A random interval $(L(X), U(X))$ has $100(1-\alpha)\%$ frequentist coverage for $\theta$ if, before the data are gathered,

\[P(L(X)<\theta<U(X) | \theta) = 1-\alpha\]

위의 개념을 다시 정리하면, 반복적으로 추출한 데이터 set $X^{(1)}, X^{(2)}, …, X^{(N)}$에 대해서

$\lim_{N\rightarrow \infty} \frac{1}{N}\Sigma_{i=1}^NI(L(X^{(i)})<\theta<U(X^{(i)})) = 1-\alpha$ 를 만족합니다. 즉, 반복적으로 추출된 data로부터 구해진 신뢰구간 중 약 $1-\alpha$ 비율의 신뢰구간이 $\theta$를 포함합니다.

Definition : Credible interval

An interval $(L(x), U(x))$, based on the observed data $X=x$, has $100(1-\alpha)\%$ Bayesian coverage for $\theta$ if

\[\pi(L(x)<\theta<U(x) | x) = 1-\alpha\]

$\theta$를 random variable로 인식하기 때문에, credible interval을 정의할 때 posterior distribution에서의 확률값으로 정의합니다.

또한 반복추출을 가정하였을 때의 결과를 다루는 confidence interval과는 달리, credible interval은 관측한 observation을 바탕으로 정의합니다.

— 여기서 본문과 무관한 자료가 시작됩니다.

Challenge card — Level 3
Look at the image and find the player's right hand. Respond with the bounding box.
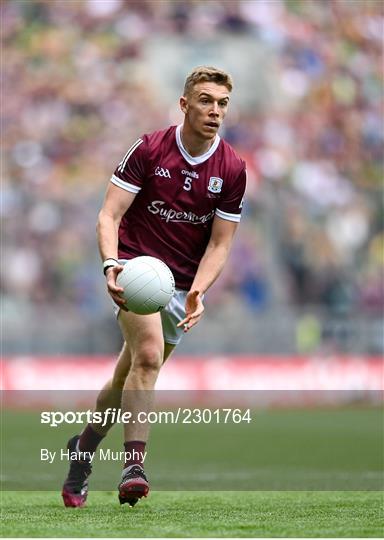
[105,265,128,311]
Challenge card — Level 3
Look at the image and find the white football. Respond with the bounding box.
[116,256,175,315]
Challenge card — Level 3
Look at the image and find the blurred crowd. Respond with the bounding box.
[2,0,383,353]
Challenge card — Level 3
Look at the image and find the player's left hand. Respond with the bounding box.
[177,290,204,333]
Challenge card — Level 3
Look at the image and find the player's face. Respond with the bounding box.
[180,82,230,140]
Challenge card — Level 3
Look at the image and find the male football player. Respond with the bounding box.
[62,66,246,507]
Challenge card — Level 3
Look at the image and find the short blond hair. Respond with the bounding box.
[183,66,233,96]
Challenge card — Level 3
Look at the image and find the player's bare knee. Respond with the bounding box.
[133,345,163,372]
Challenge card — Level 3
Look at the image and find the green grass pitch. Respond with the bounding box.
[1,490,383,537]
[1,405,383,537]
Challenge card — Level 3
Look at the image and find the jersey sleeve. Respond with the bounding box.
[110,137,148,194]
[215,165,246,223]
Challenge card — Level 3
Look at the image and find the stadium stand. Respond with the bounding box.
[2,0,383,354]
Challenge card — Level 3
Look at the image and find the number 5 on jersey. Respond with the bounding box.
[183,177,193,191]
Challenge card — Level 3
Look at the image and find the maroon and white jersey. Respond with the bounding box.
[110,125,246,290]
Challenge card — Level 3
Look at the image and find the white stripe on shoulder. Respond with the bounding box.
[110,175,141,194]
[215,208,241,222]
[117,138,143,173]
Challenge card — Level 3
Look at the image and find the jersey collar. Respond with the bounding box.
[176,124,221,166]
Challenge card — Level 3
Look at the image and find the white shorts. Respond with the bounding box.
[112,285,188,346]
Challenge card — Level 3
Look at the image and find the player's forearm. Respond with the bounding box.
[96,210,120,261]
[190,243,231,295]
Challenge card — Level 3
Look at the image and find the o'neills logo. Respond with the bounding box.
[147,200,214,224]
[181,169,199,179]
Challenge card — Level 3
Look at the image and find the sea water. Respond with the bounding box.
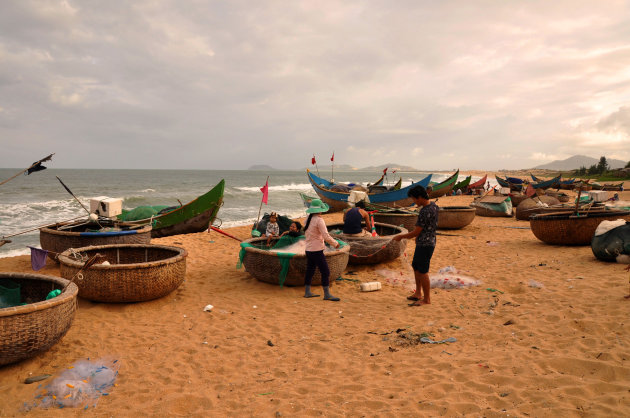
[0,168,470,258]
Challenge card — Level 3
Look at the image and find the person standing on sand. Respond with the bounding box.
[303,199,341,301]
[393,185,438,306]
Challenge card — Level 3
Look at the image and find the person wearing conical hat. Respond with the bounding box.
[303,199,341,301]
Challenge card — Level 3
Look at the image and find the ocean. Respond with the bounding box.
[0,168,472,259]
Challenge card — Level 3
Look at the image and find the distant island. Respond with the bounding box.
[248,165,278,171]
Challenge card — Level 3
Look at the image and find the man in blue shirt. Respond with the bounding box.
[393,185,439,306]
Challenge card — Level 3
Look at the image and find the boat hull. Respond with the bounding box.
[307,171,432,212]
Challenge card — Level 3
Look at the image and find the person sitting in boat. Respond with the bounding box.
[343,200,371,236]
[280,221,303,238]
[266,212,280,245]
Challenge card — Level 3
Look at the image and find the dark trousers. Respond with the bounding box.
[305,250,330,287]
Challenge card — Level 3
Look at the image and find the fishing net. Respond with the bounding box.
[375,253,480,290]
[237,236,346,287]
[329,229,395,260]
[24,358,120,411]
[119,205,171,221]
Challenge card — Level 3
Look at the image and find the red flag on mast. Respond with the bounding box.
[311,155,316,165]
[383,167,388,175]
[260,179,269,204]
[330,152,334,162]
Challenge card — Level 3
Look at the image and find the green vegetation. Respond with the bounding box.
[568,156,630,180]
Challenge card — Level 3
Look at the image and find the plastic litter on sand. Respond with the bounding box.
[24,358,119,410]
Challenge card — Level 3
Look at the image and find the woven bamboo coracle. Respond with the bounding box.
[529,211,630,245]
[508,194,530,208]
[515,196,561,221]
[40,223,152,261]
[58,244,187,302]
[437,206,476,229]
[327,222,408,265]
[372,211,417,232]
[0,273,78,366]
[241,237,350,286]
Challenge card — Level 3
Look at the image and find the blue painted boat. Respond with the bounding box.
[532,175,561,190]
[496,176,523,192]
[307,170,432,212]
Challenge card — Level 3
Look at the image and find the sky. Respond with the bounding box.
[1,1,630,171]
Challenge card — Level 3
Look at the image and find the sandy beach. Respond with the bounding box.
[1,187,630,417]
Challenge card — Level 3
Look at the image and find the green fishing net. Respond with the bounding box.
[237,236,346,287]
[119,205,171,221]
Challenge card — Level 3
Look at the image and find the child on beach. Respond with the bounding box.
[266,212,280,245]
[303,199,341,301]
[393,185,439,306]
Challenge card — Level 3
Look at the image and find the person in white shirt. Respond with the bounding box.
[303,199,341,301]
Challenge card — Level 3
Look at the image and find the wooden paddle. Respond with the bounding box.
[209,226,242,242]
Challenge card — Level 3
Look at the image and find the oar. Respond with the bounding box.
[0,240,11,248]
[56,176,92,217]
[209,226,242,242]
[0,153,54,187]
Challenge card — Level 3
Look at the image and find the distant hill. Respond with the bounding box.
[534,155,627,170]
[248,165,278,171]
[359,163,419,172]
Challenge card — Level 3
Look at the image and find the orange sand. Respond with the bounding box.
[1,188,630,416]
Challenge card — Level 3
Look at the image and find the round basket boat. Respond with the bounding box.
[437,206,476,229]
[515,196,561,221]
[240,237,350,286]
[40,221,152,261]
[327,222,408,265]
[529,210,630,245]
[509,194,530,208]
[58,244,187,302]
[372,210,417,232]
[0,273,78,366]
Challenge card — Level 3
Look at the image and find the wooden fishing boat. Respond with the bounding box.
[602,182,624,191]
[307,170,433,212]
[40,220,152,261]
[118,179,225,238]
[468,174,487,190]
[471,195,513,217]
[532,175,561,190]
[326,222,407,265]
[529,210,630,245]
[427,170,459,198]
[496,176,523,192]
[558,178,576,190]
[453,175,471,191]
[437,206,476,229]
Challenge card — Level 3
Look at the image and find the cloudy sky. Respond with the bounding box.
[1,1,629,170]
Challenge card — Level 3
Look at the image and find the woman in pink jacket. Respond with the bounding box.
[303,199,341,301]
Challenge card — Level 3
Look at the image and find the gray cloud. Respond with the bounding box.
[1,0,629,170]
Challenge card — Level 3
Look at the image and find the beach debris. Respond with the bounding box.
[486,288,504,294]
[528,279,544,288]
[24,374,52,384]
[267,340,275,347]
[420,337,456,344]
[360,281,382,292]
[24,358,119,410]
[203,304,214,312]
[486,241,499,246]
[503,319,515,326]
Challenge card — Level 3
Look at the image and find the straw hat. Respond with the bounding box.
[306,199,330,214]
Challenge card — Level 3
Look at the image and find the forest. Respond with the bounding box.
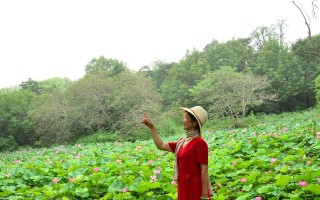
[1,21,320,151]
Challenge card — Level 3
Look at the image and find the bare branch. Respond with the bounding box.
[292,0,312,39]
[292,0,320,57]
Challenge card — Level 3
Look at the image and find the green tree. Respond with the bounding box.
[139,60,174,92]
[0,89,36,146]
[161,49,209,108]
[20,78,43,94]
[250,25,279,51]
[316,75,320,106]
[39,77,71,94]
[253,39,302,112]
[32,71,161,145]
[191,66,277,126]
[33,72,116,146]
[203,38,255,72]
[67,72,116,135]
[32,88,72,146]
[85,56,128,76]
[291,35,320,108]
[111,71,161,141]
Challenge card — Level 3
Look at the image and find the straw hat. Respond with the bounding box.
[180,106,208,133]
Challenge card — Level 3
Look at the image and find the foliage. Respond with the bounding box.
[155,109,184,138]
[1,109,320,199]
[0,135,18,152]
[85,55,128,76]
[161,49,209,107]
[250,20,285,52]
[191,66,277,126]
[74,132,118,145]
[32,88,73,147]
[0,89,36,146]
[252,38,303,112]
[108,71,162,141]
[39,77,72,94]
[20,78,43,95]
[203,38,254,72]
[291,35,320,108]
[67,72,117,135]
[1,22,320,149]
[32,71,162,146]
[138,60,174,92]
[316,75,320,106]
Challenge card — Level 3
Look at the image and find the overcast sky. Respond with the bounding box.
[0,0,319,89]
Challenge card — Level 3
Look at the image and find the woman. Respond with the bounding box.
[141,106,211,200]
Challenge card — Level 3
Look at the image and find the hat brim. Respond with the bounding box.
[180,107,203,134]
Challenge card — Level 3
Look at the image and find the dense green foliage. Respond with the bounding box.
[85,56,128,76]
[0,22,320,149]
[0,90,36,146]
[31,71,161,147]
[0,109,319,199]
[190,66,276,126]
[316,75,320,106]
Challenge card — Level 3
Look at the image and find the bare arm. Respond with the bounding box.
[200,164,209,198]
[141,112,172,152]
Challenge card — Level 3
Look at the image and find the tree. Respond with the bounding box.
[20,78,43,94]
[110,71,161,141]
[32,70,162,145]
[315,74,320,106]
[33,72,117,146]
[250,26,278,51]
[291,35,320,108]
[191,66,277,126]
[0,89,36,146]
[39,77,72,94]
[67,72,116,135]
[85,56,128,76]
[161,49,209,108]
[138,60,174,92]
[252,39,304,112]
[203,38,254,72]
[32,88,72,146]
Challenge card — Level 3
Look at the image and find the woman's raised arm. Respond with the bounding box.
[140,112,172,152]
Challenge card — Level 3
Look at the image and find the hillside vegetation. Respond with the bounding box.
[1,27,320,150]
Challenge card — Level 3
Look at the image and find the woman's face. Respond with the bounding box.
[183,113,195,131]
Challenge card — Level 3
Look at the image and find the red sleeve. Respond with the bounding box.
[196,138,208,165]
[168,138,183,153]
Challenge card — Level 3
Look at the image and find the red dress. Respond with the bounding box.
[169,137,210,200]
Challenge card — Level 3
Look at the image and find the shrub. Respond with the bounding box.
[74,132,117,145]
[315,75,320,107]
[0,135,18,152]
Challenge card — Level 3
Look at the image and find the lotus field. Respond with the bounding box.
[1,113,320,200]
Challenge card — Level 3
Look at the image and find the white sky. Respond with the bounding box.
[0,0,319,89]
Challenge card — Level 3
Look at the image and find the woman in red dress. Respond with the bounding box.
[141,106,211,200]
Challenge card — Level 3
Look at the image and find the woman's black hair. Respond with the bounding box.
[186,112,200,132]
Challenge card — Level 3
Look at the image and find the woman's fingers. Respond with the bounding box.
[143,112,150,120]
[140,112,153,128]
[140,112,149,124]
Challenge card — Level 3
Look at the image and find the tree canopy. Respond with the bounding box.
[1,20,320,150]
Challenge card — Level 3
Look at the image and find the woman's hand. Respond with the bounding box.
[140,112,154,129]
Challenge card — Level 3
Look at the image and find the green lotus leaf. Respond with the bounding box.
[274,174,292,187]
[257,185,272,194]
[305,184,320,195]
[108,180,124,193]
[75,187,89,198]
[243,184,253,191]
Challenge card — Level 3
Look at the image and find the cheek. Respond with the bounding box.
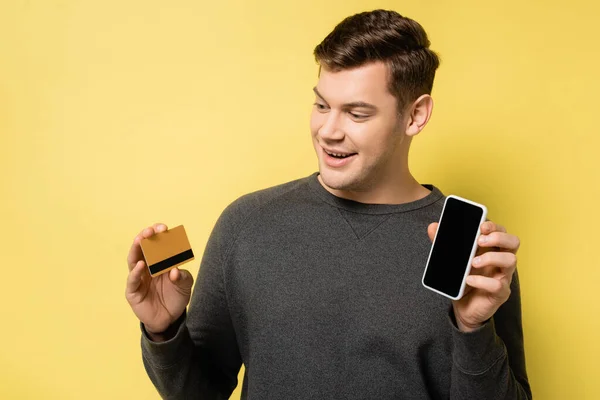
[310,110,327,136]
[348,124,377,151]
[353,124,394,158]
[309,109,321,136]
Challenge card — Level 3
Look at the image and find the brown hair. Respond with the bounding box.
[313,9,440,113]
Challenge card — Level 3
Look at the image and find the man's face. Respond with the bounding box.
[310,61,408,195]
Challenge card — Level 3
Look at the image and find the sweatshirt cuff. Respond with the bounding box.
[449,309,507,374]
[140,312,192,368]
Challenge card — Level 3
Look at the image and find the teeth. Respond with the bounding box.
[327,151,350,157]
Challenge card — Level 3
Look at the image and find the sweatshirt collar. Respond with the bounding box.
[306,172,444,215]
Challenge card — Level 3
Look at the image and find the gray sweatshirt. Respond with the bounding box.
[140,173,531,399]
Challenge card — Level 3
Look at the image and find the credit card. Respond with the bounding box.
[140,225,194,277]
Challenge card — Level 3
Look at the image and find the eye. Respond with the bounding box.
[349,112,368,120]
[314,102,329,112]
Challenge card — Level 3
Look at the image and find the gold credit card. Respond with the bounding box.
[139,225,195,277]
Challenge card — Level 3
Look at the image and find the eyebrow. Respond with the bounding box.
[313,87,378,111]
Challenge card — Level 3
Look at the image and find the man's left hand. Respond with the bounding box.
[427,220,520,332]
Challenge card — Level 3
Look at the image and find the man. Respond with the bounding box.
[126,9,531,399]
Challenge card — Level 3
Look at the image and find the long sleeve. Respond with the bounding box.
[449,270,532,399]
[140,209,243,399]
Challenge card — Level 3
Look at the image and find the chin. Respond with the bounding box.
[319,167,361,192]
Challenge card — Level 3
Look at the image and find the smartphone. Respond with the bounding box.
[422,195,487,300]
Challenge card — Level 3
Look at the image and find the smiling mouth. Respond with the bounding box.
[324,150,357,159]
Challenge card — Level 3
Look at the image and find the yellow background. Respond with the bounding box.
[1,0,598,398]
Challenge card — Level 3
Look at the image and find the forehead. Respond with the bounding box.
[316,62,395,106]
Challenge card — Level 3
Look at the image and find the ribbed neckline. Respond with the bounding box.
[306,172,444,215]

$\theta$가 univariate가 아닌 multivariate인 경우에도 똑같이 credible interval을 정의할 수 있습니다. 다만 변수가 늘어나서 interval이라는 용어의 뜻과 맞지 않을수도 있어, credible set으로 정의합니다.

Definition : Credible set

For some positive $\alpha$, a $100(1-\alpha)\%$ credible set $C_{\alpha}$ for $\theta$ is

\[\begin{aligned} \pi(\theta \in C_{\alpha} |x) &= \int_{C_{\alpha}}\pi(\theta|x)d\theta \\ &=1-\alpha \end{aligned}\]

하나의 posterior distribution에서 위의 정의를 만족하는 credible set은 무수히 많습니다. $(L(x), U(x))$를 적절히 조절해가면서 확률값이 $1-\alpha$가 되도록 만들면 되기 때문입니다. 따라서 credible set 중 특별한 방법을 통해 highest posterior density set을 정의합니다.

Definition : Hightes Posterior Density (HPD) set

A $100(1-\alpha)\%$ HPD set for $\theta$ is a subset $C_\alpha \in \Theta$ defined by

\[C_\alpha = \{\theta : \pi(\theta | x) \geq k\}\]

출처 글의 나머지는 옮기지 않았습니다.